Schwartz and those other apologists for Karimov, the ones in the top policymaking echelons of the U.S. government are like very young children who think that if they put their hands over their eyes we can’t see them. But anyone can simply Google the name “Stephen Schwartz” with the word “Uzbekistan” and easily discover that no single person has defended the murderous Uzbek regime with such alacrity and energy as Comrade Sandalio, AKA Suleyman Ahmad, AKA Stephen Schwartz.
That would be kind of funny, in a macabre sort of way, if this Schwartzian craziness was confined to Schwartz himself, but the tepid protests coming from Washington demonstrate that the Bush administration is still sticking with its old ally and betting that he’ll hold on to power in spite of the turmoil.
I don’t have the space here to detail the large-scale whitewash neocon outlets like National Review, the Heritage Foundation, and the Foundation for the Defense of Democracies (which formerly employed Schwartz) undertook to make Karimov more palatable to Westerners squeamish about supporting the dark side of the “war on terrorism” such as the practice of “rendition,” in which terrorism suspects were handed over to governments such as Uzbekisan’s with no compunctions about utilizing torture to extract “confessions.”

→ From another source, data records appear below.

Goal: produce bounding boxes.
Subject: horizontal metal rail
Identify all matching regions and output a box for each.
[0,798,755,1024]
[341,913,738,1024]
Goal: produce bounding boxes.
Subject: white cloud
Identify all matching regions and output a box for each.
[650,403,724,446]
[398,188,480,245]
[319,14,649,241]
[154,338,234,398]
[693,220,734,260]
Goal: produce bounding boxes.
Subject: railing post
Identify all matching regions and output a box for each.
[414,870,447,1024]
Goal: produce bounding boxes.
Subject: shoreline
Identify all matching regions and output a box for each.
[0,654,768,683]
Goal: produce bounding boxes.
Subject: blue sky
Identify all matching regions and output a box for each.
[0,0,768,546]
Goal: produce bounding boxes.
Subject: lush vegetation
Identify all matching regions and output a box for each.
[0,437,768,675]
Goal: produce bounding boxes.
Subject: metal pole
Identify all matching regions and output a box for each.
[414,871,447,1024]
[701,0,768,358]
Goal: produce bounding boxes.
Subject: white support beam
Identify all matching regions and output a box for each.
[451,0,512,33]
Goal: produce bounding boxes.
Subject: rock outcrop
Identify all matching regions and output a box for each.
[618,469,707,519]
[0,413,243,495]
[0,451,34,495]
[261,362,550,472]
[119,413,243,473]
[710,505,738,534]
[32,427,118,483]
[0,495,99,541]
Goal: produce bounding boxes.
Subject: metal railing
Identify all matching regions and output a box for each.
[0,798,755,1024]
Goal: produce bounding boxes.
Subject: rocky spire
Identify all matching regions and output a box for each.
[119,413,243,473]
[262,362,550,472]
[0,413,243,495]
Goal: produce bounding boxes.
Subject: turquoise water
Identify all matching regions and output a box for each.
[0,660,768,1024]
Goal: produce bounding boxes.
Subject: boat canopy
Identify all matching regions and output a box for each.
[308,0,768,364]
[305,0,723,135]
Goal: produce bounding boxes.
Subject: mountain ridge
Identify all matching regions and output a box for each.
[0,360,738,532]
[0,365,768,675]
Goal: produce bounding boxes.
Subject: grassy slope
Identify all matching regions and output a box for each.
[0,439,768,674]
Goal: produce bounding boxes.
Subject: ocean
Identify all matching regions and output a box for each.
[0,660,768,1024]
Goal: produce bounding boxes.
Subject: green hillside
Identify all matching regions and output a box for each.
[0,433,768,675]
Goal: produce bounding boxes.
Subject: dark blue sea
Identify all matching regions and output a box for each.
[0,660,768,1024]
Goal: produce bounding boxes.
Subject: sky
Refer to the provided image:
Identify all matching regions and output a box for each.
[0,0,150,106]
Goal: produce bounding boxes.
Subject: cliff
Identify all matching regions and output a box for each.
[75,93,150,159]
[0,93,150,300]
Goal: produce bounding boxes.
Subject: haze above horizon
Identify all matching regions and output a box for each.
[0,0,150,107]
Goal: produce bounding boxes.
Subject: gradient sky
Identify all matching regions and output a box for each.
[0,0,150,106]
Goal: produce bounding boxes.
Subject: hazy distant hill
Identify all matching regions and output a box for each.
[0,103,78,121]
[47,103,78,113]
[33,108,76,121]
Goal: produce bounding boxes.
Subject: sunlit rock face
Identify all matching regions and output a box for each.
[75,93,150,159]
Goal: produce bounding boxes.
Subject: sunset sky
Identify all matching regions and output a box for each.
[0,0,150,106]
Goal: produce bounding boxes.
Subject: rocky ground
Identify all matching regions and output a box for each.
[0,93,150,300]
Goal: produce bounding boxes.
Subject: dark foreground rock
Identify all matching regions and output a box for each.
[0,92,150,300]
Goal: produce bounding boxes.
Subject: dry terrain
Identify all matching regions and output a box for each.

Schwartz’s love letters to Karimov and his neocon-approved neo-Communist government appeared in most of the major cyber-venues of the pro-war Right: not only the Weekly Standard, but also David Horowitz’s Frontpagemag and the dubious public relations shill-site known as “Tech Central Station.” These people knowingly promoted a ruthless dictator, prettified his odious regime, and now have been caught with their pants down, in bed with a mass-murdering thug. They owe the people of Uzbekistan, as well as their own readers, an apology but don’t hold your breath waiting for it. As Schwartz’s “I knew it all along” bullsh*t makes all too clear, these people never learn, because, after all, they know everything: those of us in the “reality-based” community, not having drunk the neocon Kool-Aid, are fated merely to carp at the sight of their greatness.